Aunt Ruth snorts. "She says that about me. Your mother doesn't understand."
"She doesn't 'see'," Tim says. He smiles back and it feels like he's sharing a private joke with her.
She leans over and ruffles his hair as she is prone to do when he says something that pleases her. "Yes, Timothy. But you do."
He laughs and then studies the cards on the table. "How does this gift tell my story?"
"Let me show you," she says and places down several more cards. She closes her eyes and the story begins to unfold.
"You were born with a fire, Timothy; so great and wild. There is nothing that could ever extinguish it if you let it burn. Be wise. There is a chance this fire could burn you, too." Her hand hovers over another placement in the cards. "Your life will be moved by your search for Justice. People seeking the same goal will see this and be drawn to you. Do not let go of them and they will not let go of you."
She frowns. "You face many struggles. When you are in love, you will lose control.

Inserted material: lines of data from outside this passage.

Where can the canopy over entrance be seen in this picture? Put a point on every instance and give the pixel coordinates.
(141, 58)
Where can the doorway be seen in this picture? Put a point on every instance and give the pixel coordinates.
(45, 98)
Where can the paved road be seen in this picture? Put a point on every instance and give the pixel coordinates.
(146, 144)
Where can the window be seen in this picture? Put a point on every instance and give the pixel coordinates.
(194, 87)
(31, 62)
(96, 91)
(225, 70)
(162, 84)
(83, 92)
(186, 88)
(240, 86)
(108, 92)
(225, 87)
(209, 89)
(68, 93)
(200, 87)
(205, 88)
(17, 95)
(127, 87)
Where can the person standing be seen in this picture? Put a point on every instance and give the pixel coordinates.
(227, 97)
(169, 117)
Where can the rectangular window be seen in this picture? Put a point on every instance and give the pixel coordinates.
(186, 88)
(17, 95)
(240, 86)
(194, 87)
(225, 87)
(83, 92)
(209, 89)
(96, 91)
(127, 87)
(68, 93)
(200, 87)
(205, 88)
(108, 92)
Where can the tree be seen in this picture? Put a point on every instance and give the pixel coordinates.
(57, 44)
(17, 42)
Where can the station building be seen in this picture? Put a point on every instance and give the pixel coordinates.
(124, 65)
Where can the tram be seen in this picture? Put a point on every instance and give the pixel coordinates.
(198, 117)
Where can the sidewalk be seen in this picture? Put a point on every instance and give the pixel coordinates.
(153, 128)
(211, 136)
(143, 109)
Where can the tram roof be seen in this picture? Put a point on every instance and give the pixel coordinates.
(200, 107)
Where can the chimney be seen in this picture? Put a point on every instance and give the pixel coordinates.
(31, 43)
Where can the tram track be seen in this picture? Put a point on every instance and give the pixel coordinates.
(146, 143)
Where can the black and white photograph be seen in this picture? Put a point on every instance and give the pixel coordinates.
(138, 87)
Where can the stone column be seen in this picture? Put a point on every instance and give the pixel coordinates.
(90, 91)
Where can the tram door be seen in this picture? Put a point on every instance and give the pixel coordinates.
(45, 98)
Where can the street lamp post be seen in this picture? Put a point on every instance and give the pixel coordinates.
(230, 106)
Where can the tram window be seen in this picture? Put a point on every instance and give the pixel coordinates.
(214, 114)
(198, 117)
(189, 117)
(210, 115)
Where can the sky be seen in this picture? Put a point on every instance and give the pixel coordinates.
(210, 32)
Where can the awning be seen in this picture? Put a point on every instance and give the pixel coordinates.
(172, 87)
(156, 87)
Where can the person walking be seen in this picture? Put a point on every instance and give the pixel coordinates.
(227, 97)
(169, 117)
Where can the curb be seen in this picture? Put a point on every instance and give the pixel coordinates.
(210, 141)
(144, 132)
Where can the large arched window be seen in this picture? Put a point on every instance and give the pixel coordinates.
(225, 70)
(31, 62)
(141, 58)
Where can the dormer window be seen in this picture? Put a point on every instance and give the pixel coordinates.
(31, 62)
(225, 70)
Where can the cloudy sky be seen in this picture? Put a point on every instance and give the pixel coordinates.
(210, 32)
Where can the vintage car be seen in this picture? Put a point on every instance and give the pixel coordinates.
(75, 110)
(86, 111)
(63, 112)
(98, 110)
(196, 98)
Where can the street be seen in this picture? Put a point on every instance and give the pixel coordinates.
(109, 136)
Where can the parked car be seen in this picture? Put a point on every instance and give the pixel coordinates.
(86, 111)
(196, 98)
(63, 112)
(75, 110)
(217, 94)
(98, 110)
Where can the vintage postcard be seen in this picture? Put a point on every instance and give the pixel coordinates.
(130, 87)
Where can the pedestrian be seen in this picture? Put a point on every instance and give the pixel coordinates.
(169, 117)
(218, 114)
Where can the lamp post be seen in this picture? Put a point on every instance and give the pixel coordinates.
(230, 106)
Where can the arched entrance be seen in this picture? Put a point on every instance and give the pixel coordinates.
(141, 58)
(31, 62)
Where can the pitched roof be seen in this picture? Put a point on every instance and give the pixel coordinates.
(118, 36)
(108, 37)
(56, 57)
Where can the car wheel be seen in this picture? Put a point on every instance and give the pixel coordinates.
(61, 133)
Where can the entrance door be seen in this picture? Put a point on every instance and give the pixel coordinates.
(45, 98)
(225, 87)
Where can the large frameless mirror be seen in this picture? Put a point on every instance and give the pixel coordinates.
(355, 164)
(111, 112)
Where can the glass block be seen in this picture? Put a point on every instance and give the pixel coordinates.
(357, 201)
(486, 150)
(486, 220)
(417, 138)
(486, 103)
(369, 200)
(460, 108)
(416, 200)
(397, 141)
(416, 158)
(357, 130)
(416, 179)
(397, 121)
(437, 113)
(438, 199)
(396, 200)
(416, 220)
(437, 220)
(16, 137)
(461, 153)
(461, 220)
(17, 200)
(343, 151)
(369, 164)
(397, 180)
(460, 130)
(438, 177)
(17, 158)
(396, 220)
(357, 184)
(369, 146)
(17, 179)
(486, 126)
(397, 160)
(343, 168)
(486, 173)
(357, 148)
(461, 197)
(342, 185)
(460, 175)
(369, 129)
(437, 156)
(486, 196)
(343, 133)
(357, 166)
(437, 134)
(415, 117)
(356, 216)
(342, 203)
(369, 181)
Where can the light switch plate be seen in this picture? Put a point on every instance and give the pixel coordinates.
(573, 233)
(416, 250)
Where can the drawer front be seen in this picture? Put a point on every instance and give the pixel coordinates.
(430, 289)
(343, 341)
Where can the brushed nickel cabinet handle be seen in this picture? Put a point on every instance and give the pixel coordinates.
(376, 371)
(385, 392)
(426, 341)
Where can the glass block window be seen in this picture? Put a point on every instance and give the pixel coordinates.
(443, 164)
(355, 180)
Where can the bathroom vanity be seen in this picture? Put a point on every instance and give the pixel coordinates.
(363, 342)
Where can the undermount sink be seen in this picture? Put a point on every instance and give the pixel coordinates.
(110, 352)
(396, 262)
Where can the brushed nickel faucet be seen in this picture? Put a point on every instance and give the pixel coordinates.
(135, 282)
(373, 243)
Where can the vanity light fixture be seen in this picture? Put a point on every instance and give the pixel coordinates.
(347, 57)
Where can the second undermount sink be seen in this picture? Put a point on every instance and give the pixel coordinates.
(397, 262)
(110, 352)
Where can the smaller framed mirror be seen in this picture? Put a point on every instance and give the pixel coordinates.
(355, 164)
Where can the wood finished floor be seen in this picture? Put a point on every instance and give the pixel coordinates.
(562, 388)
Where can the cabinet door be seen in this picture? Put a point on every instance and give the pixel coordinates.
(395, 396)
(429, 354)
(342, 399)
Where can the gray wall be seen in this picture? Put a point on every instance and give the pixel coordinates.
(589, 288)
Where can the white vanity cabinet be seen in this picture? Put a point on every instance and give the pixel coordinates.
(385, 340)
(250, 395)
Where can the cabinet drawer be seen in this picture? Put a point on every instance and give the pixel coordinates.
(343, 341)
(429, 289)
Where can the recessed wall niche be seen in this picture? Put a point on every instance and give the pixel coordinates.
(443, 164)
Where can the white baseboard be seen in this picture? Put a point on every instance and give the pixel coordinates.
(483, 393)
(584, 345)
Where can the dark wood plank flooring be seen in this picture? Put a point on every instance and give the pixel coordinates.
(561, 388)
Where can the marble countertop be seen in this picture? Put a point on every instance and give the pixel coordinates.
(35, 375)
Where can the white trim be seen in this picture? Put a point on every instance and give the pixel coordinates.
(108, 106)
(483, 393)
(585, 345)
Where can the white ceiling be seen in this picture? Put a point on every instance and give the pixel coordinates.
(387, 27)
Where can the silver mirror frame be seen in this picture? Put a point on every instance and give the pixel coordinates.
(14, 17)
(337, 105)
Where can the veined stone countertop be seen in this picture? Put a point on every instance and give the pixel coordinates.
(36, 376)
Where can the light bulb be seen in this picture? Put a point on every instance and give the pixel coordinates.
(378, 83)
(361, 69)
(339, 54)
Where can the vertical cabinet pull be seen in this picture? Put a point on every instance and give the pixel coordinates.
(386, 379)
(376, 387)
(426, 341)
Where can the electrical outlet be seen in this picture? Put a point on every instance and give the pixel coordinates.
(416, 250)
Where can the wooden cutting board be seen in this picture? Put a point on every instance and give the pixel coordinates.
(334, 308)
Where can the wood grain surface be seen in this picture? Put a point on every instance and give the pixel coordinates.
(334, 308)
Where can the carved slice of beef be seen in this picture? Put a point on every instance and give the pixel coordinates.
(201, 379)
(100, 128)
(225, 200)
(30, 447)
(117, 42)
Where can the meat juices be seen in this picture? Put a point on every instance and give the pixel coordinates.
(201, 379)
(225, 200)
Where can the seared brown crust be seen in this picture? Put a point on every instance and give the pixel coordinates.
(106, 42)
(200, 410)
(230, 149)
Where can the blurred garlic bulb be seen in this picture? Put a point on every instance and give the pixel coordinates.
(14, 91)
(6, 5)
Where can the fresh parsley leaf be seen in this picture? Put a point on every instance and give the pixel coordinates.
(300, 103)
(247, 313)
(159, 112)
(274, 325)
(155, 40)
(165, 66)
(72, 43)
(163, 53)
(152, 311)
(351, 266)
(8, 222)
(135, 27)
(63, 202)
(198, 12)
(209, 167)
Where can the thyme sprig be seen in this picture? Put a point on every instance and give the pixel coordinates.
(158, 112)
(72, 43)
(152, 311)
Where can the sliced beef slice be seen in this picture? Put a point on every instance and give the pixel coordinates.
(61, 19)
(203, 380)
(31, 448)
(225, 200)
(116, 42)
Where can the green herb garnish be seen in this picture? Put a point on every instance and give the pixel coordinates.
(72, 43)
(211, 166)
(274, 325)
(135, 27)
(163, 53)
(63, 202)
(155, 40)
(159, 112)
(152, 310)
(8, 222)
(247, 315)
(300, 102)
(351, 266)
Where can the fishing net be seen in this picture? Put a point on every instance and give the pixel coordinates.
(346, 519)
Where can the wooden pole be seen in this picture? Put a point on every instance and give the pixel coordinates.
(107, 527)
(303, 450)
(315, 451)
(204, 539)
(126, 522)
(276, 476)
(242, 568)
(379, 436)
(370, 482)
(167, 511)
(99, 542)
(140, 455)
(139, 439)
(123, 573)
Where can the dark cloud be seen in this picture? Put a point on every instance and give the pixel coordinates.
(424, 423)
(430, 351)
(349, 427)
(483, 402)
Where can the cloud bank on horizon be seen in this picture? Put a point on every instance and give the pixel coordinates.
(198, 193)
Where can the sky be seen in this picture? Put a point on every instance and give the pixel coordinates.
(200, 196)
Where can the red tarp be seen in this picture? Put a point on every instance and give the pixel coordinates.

When you are balanced, something will come to unbalance. When you dream, you will not wake up."
Aunt Ruth opens her eyes, startled, and stares at him with a clarity he has never seen before.
"You will dream in the desert. You will find illumination and there you will die."
The words don't scare, but they do surprise him. "I-what?"
Her words are soft and reserve. "You will die in the desert, Timothy."
"Aunt Ruth!"
Tim turns in his chair to see his mom in the doorway holding a bundle of blankets on her shoulder. He can't tell just how long she was standing there or how she can yell like that without waking the baby. "You do not tell that to nine-year-old boy!"
Unfazed, Aunt Ruth merely shrugs. "My niece, a boy is meant to know Death in order to prepare for its arrival."
With a fury unmatched in anything Tim as ever seen, his mom grabs his wrist and he ends up being frog-hopped away from the table. "Mom! Ow!"
"We're leaving, Tim. There are some things I can handle with her, but she has no right to say that to you."
"But, Mom! Aunt Ruth was-"
"No, Tim! We are saying good-bye."
Tim doesn't think it is fair, really. But not at what his mom was upset about. How could Sarah easily wake up when he's trying to be really quiet sneaking downstairs to watch Saturday morning cartoons, but Mom's yelling doesn't wake her at all?
Somehow, Mom manages to grab all their stuff together with two children in each hand.
Tim looks back to the old woman. It is the last time he sees her, and it's an image that is engraved in his mind for the rest of his life: She sits at her chair, clutching one of the cards close to her chest. A small wave of grey hair escapes to fall in front of her downcast face and there are tears falling down her cheeks.
As they walk out the door, he briefly wonders who she is crying for.